Lesson 5 - Guided Project: Building a Clickbait Detector

Welcome to the Guided Project

You’re building a tool that flags clickbait headlines. Using only Bayes’ theorem and the Naive Bayes idea from this module — no machine-learning library — you will train a classifier on 6,000 real headlines and see how well it separates clickbait from genuine news.

That is the whole project. Every piece comes from this module: a prior for each class, a likelihood for each word, and Bayes’ theorem to combine them into a posterior. The word naive is the one assumption we make — that the words in a headline are independent given its class — and at the end we will be honest about what that shortcut costs. In between you will tokenize text, count words, turn those counts into probabilities, and classify headlines you have never seen.

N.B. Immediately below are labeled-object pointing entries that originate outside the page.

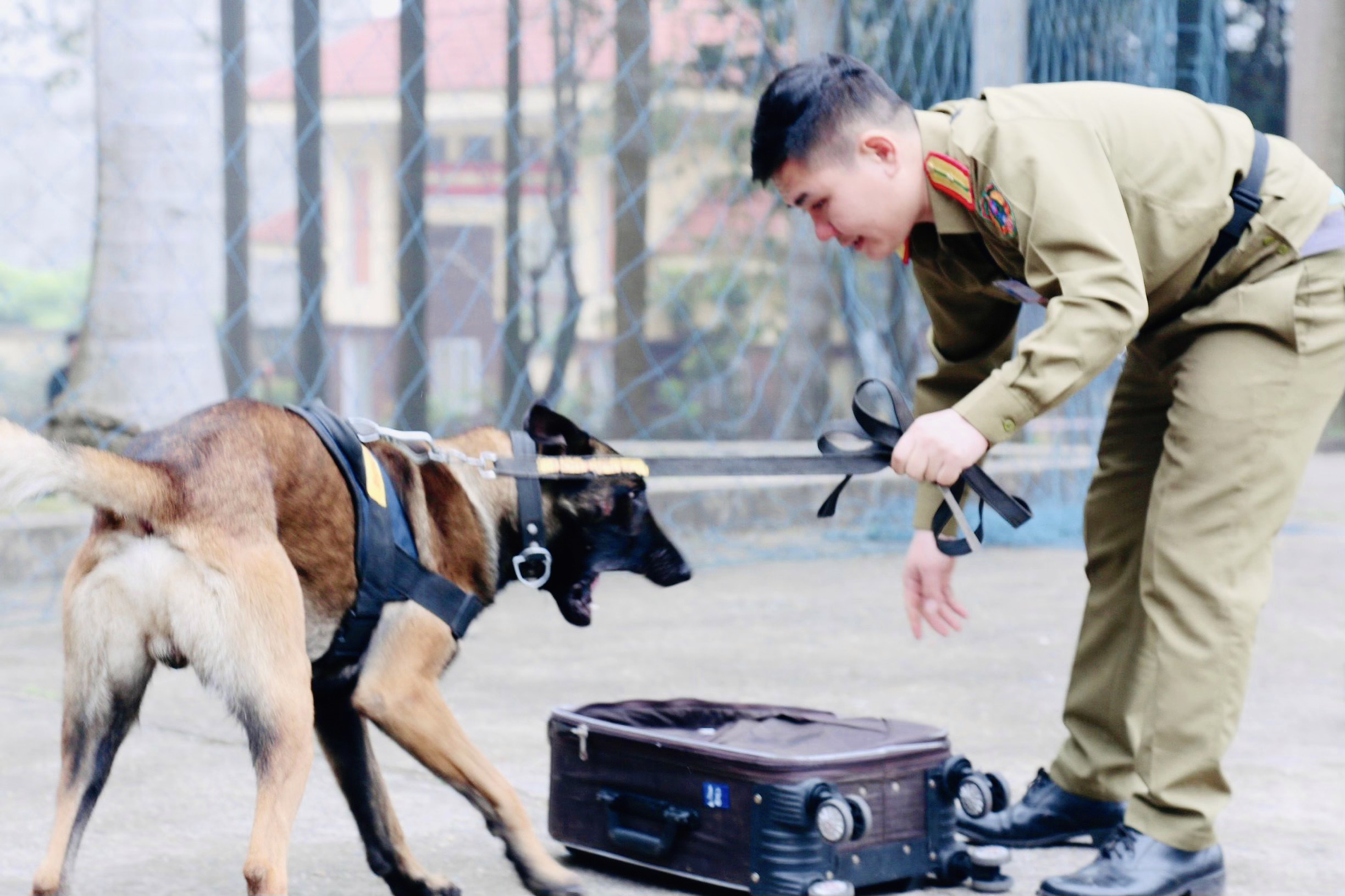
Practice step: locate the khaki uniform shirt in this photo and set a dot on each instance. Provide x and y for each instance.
(1102, 198)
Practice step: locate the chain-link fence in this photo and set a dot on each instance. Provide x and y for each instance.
(435, 213)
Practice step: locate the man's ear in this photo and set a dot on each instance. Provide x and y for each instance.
(556, 433)
(879, 146)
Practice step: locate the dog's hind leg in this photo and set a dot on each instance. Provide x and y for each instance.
(345, 738)
(398, 691)
(256, 659)
(107, 671)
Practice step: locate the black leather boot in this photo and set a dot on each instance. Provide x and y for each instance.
(1134, 864)
(1045, 817)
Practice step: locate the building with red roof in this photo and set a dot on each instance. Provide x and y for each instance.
(689, 216)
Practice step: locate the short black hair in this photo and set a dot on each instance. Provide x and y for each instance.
(810, 103)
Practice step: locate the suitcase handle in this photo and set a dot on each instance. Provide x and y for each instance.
(636, 841)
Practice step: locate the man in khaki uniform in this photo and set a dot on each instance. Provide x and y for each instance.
(1105, 202)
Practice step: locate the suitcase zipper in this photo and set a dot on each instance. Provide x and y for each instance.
(582, 732)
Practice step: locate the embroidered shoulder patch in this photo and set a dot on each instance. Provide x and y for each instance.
(994, 209)
(950, 177)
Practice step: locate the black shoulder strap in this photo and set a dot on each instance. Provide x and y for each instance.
(1247, 202)
(385, 570)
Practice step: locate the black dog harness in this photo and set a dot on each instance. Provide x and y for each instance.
(872, 441)
(386, 562)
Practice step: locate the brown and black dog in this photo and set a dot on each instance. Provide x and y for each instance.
(225, 542)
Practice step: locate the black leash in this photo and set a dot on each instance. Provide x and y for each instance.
(874, 437)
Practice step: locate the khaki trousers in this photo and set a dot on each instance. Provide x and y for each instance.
(1205, 442)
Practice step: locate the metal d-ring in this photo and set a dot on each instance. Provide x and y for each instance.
(528, 554)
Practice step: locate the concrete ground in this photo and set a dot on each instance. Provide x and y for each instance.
(829, 633)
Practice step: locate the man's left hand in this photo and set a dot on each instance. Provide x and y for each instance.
(938, 448)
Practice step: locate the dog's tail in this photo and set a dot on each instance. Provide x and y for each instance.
(30, 466)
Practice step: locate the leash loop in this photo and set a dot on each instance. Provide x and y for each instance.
(879, 438)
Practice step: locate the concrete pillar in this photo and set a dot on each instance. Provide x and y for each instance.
(1000, 43)
(1317, 84)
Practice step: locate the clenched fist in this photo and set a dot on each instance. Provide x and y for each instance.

By the end of this lesson, you will be able to:

  • Turn raw text into word counts you can compute probabilities from
  • Estimate class priors and smoothed per-word likelihoods from a training set
  • Combine them with Bayes’ theorem in log-space to classify new headlines
  • Measure real accuracy, read a confusion matrix, and inspect what the model learned

You only need pandas, numpy, and the standard-library re, math, and collections. Let’s begin.


Step 1: Load and Explore the Data

Start by loading the headlines and getting the measure of what you have.

import pandas as pd

headlines = pd.read_csv("https://datatweets.com/datasets/headlines.csv")
print(headlines.shape)
print(headlines["label"].value_counts())
(6000, 2)
label
genuine      3000
clickbait    3000
Name: count, dtype: int64

There are 6,000 headlines with two columns — the headline text and its label, either "clickbait" or "genuine". The classes are perfectly balanced: 3,000 of each. That balance is convenient, because it means our priors will be roughly even and any accuracy above 50% is real signal, not an artifact of guessing the majority class.

Look at a few examples to get a feel for the two styles:

for label in ["clickbait", "genuine"]:
    print(f"--- {label} ---")
    for text in headlines[headlines["label"] == label]["headline"].head(3):
        print(" ", text)
--- clickbait ---
  15 Romantic Movies That Will Make You Cry
  17 Things That Inevitably Happen When You Move Back Home
  This Is What Happens When You Try To Take A Group Photo
--- genuine ---
  Why do cities close refuges unless they want women to die?
  From Helen Mirrens Instagram to Kanyes new hair-do: this weeks fashion trends
  Football transfer rumours: Antoine Griezmann to Manchester United?

You can already feel the difference. Clickbait leans on lists and second-person teasers (“Things”, “You”, “What Happens”); genuine headlines name people, places, and events. Our classifier’s whole job is to make that intuition quantitative.

Before any modeling, check one simple numeric signal — does headline length differ between the classes? Tokenize each headline into lowercase word-like pieces and count them:

import re

def tokenize(text):
    return re.findall(r"[a-z']+", text.lower())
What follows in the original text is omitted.